For this particular CA Housing Prices dataset, I created the input parameter “feature_cols”, which consists of all columns in the dataframe except the target variable “price”. When calling the function, I saved the output image to a .jpg file, and I specified 3 subplots across, since there are 8 features in this dataset. Experiment to see which you prefer. The function defaults to one subplot per row in the figure.
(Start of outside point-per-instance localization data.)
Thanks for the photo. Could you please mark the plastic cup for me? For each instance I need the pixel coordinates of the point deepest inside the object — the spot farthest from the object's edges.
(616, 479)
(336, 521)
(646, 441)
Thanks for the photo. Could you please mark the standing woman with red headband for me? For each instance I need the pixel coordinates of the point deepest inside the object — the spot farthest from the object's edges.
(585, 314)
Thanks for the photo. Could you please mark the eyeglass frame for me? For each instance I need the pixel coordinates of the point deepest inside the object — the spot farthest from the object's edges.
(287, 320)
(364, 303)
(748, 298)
fig. 08 ... all features to target scatterplots generator function
fig. 09 ... all features to target scatterplots output
But what do the variable observations look like? Do things look normally distributed? Only a statsmodel normal test will give you a definitive answer, but visual inspection is always a good idea. Enter the “generate histograms” function:
fig. 10 ... all variables histogram generator function
fig. 11 ... all variables histograms output
But what about the spread of each variable? Outliers? Not to worry, there’s a boxplots function for that!
fig. 12 ... all variables boxplot generator function
fig. 13 ... all variables boxplots output
The last pair of functions I will include here are geared more at datasets that might be time-series (date-time) indexed. Rather than import or create a whole new dataset just for demonstration purposes, I’ll apply these line chart functions to our current CA Housing Prices dataset. Just imagine that the index is a date-time range instead of just integers.
fig. 14 ... all variables line charts generator function
fig. 15 ... all variables line charts output
Depending on how much data you have, and how granular the time scale, you can see above that trends can be lost in the sheer amount of data visualized. One way to move forward with visual inspection / EDA is to apply a rolling average to the line chart. In the function below, the user specifies the number of periods in the rolling average as one of the input parameters. In this case, I chose 150 periods as an input that brought a little clarity to the charts. You could imagine that if this was a dataset consisting of 30 months worth of hourly observations, a handy one-week rolling average would be 168 periods, so this example is something close to what I have employed in the past.
fig. 16 ... all variables rolling avg line charts generator function
fig. 17 ... all variables rolling avg line charts output
As you can see, matplotlib does provide for nice control over the format of visualizations, but one can spend too much time on formatting commands, and not enough on the data science. I hope that these functions are useful shortcuts that you can use as the basis for your own customized functions. I left the functions here as python code in Jupyter notebook cells rather than creating a new class object, because I think their utility lies in their quick customizability, rather than in their robustness for every possible data visualization scenario. Happy EDA!